Tubuh Giana sekaku batu saat mendengar umpatan tersebut. Tidak! Ia tak bermaksud mengucapkannya dengan keras. Namun saat sebuah suara tawa menggelitik indra pendengarannya, ia sadar bahwa suara itu bukanlah miliknya.

"Kaku banget mukanya! Haha. Pasti bener, 'kan? Kamu ngumpatin mereka 'dasar genit' dalam hatimu?"

Giana menoleh, menatap Bayu datar. Ia membuka mulutnya dan menutupnya kembali. Mau disangkal juga percuma karena apa yang dikatakan pemuda itu benar adanya. Pada akhirnya ia hanya bertanya, "Sejelas itukah?"

Bayu tertawa lepas, lalu menggeleng pelan. "Tidak. Tidak juga. Bisa dibilang, kamu menyembunyikannya dengan baik. Tapi ...."

Giana berhenti melangkah dan menatap Bayu dengan alis terangkat. "Tapi apa?"

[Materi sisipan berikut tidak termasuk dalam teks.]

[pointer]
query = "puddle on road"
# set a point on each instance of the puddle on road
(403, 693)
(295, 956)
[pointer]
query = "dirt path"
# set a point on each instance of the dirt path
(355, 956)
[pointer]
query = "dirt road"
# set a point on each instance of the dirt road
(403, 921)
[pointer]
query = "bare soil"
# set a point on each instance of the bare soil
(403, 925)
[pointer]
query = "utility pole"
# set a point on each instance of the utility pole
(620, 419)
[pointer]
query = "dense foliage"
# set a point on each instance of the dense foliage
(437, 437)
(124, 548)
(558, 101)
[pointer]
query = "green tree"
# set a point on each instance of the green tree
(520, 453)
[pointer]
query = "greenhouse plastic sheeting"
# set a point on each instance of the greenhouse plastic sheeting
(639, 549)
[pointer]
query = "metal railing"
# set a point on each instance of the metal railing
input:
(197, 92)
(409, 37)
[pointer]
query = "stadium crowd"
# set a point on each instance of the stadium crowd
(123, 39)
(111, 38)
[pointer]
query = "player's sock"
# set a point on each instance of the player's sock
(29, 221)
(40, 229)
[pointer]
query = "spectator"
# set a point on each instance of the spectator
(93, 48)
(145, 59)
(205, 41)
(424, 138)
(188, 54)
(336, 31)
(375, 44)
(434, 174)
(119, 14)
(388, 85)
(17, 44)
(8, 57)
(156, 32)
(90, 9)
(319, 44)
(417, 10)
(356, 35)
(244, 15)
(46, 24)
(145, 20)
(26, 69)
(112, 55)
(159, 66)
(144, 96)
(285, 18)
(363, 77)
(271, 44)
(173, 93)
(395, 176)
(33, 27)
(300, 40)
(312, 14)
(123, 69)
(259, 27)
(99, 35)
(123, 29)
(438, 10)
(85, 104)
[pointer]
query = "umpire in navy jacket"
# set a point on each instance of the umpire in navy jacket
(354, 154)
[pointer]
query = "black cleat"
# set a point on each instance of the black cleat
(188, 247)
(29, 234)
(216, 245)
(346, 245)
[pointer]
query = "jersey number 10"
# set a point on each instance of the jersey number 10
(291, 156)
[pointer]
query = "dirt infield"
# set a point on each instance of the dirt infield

"Bukan apa-apa." Bayu menggeleng pelan.

Keduanya berhenti di persimpangan lorong. "Kalau ke jalan ke kiri kamu bakal nemuin kantor direksi, lalu ada lift khusus untuk menuju ke ruangan Pak Hendrawan. Karyawan biasa seperti saya tidak boleh masuk ke sana. Lalu kalau ke arah kanan ada lift buat menuju ke bawah," jelas Giana mengakhiri tour singkat mereka di pagi itu.

"Apakah kamu ada pertanyaan?" Giana menatap Bayu dan menunggu dengan sabar.

"Jika tidak ada, maka tour singkat hari ini sudah selesai. Kalau begitu, saya permisi," pamit gadis itu.

Baru saja ia hendak melangkah, lengannya ditahan oleh Bayu. Giana berbalik dan menatap Bayu dengan alis terangkat, "Ya?"

Bayu diam. Ia menatap Giana dengan tatapan yang tak dimengerti oleh gadis itu. Bayu membuka mulutnya untuk kemudian ditutup kembali.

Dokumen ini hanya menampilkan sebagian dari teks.